Essa transição entre infância e idade adulta é o que analisa Freddy Gonçalves da Silva no seu livro Nostalgia do vazio: a leitura como espaço de pertencimento dos adolescentes, com ensaios em que relata experiências em clubes de leitura de países da América do Sul. Por mim, se os jovens querem ler fantasia, livros associados a séries da Netflix, Amazon Prime e similares, que seja. Melhor isso do que ficarem longe dos livros – defendo, como alguém que aprendeu a gostar de ler pelas revistinhas do Walt Disney na casa de um tio.

Mas os jovens escritores não se restringem a esse universo. João Gabriel Paulsen venceu o Prêmio Sesc de Literatura em 2019 com apenas 19 anos, e teve o livro O doce e o amargo publicado pela Editora Record. Do que se trata? Da contradição, uma história existencialista escrita sob influência do escritor Albert Camus, o francês nascido na Argélia.  Ou seja, pode ser lido por qualquer idade.
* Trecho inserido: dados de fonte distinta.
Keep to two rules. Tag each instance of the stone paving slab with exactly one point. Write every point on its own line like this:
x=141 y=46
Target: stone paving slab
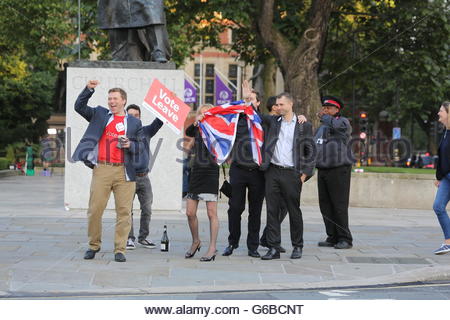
x=42 y=246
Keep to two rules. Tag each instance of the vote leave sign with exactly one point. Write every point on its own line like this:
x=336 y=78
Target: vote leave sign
x=166 y=106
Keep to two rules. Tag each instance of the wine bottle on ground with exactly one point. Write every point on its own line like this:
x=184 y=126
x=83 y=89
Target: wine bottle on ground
x=165 y=241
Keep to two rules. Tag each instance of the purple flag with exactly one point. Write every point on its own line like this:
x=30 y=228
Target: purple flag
x=223 y=93
x=190 y=93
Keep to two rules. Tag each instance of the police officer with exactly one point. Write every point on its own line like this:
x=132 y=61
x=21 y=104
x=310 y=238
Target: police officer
x=334 y=163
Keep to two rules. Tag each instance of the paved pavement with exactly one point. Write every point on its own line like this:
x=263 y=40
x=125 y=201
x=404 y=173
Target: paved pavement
x=42 y=246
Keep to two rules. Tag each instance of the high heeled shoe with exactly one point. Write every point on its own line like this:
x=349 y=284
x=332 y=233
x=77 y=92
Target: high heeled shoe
x=207 y=259
x=190 y=254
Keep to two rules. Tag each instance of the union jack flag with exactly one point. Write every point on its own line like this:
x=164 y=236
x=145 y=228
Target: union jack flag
x=218 y=129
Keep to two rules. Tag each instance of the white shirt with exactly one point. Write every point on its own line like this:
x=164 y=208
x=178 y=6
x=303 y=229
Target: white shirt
x=283 y=155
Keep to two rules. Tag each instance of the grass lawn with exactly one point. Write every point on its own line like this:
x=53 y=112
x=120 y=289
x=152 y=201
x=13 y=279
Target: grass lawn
x=397 y=170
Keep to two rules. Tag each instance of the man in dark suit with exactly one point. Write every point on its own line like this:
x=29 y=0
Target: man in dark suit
x=289 y=159
x=110 y=146
x=143 y=185
x=273 y=111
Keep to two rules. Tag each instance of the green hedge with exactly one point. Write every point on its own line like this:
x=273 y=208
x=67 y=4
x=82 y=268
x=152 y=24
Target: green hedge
x=4 y=164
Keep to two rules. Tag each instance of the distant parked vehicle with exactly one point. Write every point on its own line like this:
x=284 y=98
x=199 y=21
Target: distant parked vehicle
x=422 y=160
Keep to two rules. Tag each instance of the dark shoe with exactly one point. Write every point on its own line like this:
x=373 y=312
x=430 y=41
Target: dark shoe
x=90 y=254
x=158 y=56
x=189 y=254
x=208 y=259
x=263 y=243
x=343 y=245
x=228 y=251
x=272 y=253
x=296 y=253
x=326 y=244
x=147 y=244
x=119 y=257
x=254 y=254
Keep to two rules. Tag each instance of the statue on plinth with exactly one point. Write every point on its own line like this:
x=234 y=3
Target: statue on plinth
x=136 y=28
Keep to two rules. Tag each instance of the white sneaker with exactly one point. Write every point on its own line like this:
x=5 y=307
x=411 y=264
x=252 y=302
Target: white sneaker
x=130 y=244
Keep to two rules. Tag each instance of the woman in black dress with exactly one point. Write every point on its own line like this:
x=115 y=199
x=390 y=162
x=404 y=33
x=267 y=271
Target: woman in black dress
x=203 y=185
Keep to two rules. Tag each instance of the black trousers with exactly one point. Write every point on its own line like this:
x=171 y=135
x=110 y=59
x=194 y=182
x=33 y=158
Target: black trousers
x=282 y=214
x=334 y=194
x=242 y=179
x=283 y=185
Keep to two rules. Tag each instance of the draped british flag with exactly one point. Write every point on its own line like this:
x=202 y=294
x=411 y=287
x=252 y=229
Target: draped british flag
x=219 y=126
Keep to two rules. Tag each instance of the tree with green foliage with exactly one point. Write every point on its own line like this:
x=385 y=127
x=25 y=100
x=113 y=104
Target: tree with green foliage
x=394 y=56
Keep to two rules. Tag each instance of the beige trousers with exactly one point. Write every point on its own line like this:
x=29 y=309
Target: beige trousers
x=107 y=178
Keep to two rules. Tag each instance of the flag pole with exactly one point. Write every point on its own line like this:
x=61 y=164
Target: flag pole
x=79 y=30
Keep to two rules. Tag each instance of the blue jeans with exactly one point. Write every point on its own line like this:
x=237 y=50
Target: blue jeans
x=440 y=203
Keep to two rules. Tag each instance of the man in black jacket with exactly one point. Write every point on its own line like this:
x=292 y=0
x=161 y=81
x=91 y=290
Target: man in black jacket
x=245 y=175
x=143 y=185
x=288 y=161
x=334 y=164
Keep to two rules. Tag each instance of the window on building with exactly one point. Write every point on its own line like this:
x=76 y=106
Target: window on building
x=232 y=76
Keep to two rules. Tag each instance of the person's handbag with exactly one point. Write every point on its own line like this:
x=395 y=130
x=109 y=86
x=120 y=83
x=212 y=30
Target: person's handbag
x=226 y=186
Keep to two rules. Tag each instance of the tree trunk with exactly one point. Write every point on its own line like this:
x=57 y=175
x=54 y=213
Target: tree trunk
x=299 y=65
x=269 y=79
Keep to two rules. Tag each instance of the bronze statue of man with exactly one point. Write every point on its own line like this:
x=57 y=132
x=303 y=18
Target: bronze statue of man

Quem sabe o neto do escritor Otto Lara Resende, o músico carioca Gab Lara, lançando um álbum com músicas que lembram o Clube da Esquina, vá se tornar também um jovem letrado com perfil destoante do Geek.  Jovens leem, jovens escrevem, e todo caminho para isso deve ser alargado.
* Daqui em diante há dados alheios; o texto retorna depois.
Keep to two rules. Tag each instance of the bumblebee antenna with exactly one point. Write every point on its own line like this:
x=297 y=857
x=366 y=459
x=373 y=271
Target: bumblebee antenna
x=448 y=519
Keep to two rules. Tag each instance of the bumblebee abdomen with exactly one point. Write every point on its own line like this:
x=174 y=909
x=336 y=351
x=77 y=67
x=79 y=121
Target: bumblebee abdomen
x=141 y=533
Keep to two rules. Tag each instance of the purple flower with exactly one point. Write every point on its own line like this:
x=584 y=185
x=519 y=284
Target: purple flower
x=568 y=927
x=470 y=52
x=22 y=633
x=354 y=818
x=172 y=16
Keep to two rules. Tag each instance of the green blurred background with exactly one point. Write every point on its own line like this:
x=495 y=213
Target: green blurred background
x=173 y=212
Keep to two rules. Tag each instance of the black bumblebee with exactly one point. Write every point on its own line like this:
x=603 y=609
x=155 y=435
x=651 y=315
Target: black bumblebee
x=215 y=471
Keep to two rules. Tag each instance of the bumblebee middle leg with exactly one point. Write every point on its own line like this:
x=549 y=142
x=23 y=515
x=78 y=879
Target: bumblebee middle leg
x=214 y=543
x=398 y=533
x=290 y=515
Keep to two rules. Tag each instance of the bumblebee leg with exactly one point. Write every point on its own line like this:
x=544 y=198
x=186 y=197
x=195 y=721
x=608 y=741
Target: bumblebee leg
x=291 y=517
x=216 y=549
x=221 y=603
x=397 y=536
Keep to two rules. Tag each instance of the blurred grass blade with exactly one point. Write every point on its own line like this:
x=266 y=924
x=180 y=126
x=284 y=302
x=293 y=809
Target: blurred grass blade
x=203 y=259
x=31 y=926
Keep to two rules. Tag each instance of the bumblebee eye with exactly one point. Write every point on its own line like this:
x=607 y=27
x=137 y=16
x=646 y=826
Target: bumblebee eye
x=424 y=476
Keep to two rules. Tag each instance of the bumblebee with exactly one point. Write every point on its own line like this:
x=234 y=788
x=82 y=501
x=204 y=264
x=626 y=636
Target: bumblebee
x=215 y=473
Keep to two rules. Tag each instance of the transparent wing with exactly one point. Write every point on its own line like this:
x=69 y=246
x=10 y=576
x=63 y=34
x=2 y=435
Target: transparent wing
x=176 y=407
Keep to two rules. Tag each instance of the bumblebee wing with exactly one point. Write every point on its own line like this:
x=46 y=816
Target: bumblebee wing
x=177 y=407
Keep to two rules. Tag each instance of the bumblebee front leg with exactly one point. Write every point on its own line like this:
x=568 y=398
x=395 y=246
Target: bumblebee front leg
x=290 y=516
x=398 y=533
*Leida Reis é autora de oito livros publicados – dentre eles o romance “A invenção do crime” pela editora Record e “A casa dos poetas minerais” -, sendo três para crianças. Criadora do Clube do Livro Infantil Solidário (Clis) e da Mercearioteca (biblioteca comunitária em BH), fundadora da Páginas Editora, com experiência em curadoria de eventos literários e jurada de prêmios. É também jornalista formada pela UFMG, com 27 anos de atuação.

2 comentários

  1. Perfeita essa visão. Eu sempre achei violento e desestimulante enfiar Guimarães Rosa e Machado de Assis goela abaixo dos jovens estudantes. É preciso algo intermediário (assim como a adolescência é um estágio intermediário) a fim de que os jovens sejam fisgados e desenvolvam o gosto pela leitura. Quando adultos vão apreciar os grandes autores.